Сунь это в один из карманов —
 
(В. Е. Ардов)
 
Отверженный Богом Басманов.
 
(А. К. Толстой)
   Отец совсем неплохо писал шуточные стихи и эпиграммы. Например, такая:
 
Скажу про басни Михалкова,
Что он их пишет бестолково.
Ему досталась от Эзопа,
Как видно, не язык…
 
   Я хочу привести тут еще одну эпиграмму, но ее нужно снабдить предисловием. В начале шестидесятых годов в ЦК партии было решено добиться, чтобы советский классик Михаил Шолохов был удостоен Нобелевской премии. С этой целью его несколько раз посылали в Швецию, где он читал лекции и всячески себя рекламировал. В этот самый период Ардов сочинил эпиграмму, но — увы! содержащееся в ней пророчество не сбылось.
 
Зря Шолохов к шведам в столицу
Все ездит за премией Нобеля
Немыслимо красному кобелю
Под цвет либеральный отмыться.
В Стокгольме и малую толику
Донскому не взять алкоголику.
 
   И еще о советской литературе мне вспоминаются такие слова отца:
   — В полном собрании сочинений любого нашего классика последний том должен иметь такой подзаголовок: «Письма, заявления и доносы».
   Ардов говорил:
   — Политика кнута и пряника известна еще со времен Древнего Рима. Но большевики тут ввели некое новшество: они первыми догадались выдавать кнут за пряник…
   Отец учил нас с братом:
   — Огорчаться и расстраиваться от повсеместного хамства и идиотизма жизни в нашей стране — совершенно бессмысленно… Представь себе: ты бежал по лесу и ударился лбом о сук березы — ну вот и обижайся на этот лес, на эту березу…
   Помнится, когда мне надоела мелкая литературная поденщина, которая кормила меня в шестидесятые и семидесятые годы, я поделился с отцом своими планами бросить это унизительное дело. Тут он мне сказал лишь одну фразу: «Куском хлеба в футбол не играют…»
   Я хорошо запомнил и еще одно его суждение:
   — Пожилых мужчин подстерегает страшная опасность. Некоторые из них лет в шестьдесят расстаются со старыми женами и уходят к молодым возлюбленным. Это смертники…
   Слава Тебе, Господи, самого Ардова сия чаша миновала, хотя он был, что называется, «ходоком по этой части». И не просто любителем «клубнички», а даже и теоретиком в данном вопросе. Но умолкаю, ибо писать об этом мне крайне неприятно…
   О некоторых своих знакомых Ардов говорил так:
   — Это — ужаснувшийся.
   Такой термин применялся к людям, которые смогли пережить кровавый сталинский террор, но у них появился патологический страх перед самой советской системой — реальное ощущение того, что в этой стране любой человек в любую минуту может быть раздавлен, уничтожен, превращен в лагерную пыль…

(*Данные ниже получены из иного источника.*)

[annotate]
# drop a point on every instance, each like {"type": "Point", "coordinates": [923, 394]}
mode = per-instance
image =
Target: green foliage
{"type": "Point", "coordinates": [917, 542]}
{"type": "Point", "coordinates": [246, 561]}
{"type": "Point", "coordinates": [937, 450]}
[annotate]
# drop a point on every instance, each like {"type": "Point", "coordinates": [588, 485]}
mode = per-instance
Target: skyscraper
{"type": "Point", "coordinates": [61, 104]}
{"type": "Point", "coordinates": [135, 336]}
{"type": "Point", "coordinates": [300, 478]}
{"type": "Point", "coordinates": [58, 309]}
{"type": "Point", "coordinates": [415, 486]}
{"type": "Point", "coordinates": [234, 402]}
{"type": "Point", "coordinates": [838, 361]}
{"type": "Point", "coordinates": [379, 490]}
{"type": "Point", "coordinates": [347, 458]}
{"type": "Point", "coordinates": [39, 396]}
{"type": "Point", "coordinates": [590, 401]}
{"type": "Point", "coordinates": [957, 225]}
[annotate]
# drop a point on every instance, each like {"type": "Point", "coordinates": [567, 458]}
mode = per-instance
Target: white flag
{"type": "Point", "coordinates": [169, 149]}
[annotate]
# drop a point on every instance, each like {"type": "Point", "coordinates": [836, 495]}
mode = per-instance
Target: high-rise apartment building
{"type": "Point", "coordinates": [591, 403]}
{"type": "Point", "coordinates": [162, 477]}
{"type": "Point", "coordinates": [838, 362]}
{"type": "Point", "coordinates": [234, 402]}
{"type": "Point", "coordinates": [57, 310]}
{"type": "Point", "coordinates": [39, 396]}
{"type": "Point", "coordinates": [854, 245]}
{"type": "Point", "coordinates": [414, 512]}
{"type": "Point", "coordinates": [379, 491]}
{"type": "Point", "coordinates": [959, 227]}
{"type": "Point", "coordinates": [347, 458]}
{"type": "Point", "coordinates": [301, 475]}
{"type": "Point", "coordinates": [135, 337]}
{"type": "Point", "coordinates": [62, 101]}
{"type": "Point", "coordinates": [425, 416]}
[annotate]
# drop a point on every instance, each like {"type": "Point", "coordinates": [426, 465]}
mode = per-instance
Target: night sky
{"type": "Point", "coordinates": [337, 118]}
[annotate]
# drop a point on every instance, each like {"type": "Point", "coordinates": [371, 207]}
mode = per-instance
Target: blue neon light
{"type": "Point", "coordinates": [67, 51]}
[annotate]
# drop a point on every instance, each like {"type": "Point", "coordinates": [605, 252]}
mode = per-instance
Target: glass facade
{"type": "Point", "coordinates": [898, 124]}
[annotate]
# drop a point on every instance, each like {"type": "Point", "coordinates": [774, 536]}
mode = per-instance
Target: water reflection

   Сам Ардов к этой категории не принадлежал. Но нельзя сказать, что десятилетия, прожитые под гнетом большевицкого режима, прошли для него даром. Ему было свойственно то, что я бы обозначил словом «мимикрия». Благополучие отца и всей нашей семьи всегда зависело от всевластного племени советских бюрократов, и сама жизнь научила Ардова общаться с ними таким образом, чтобы не вызывать у них ни малейшего подозрения в нелояльности.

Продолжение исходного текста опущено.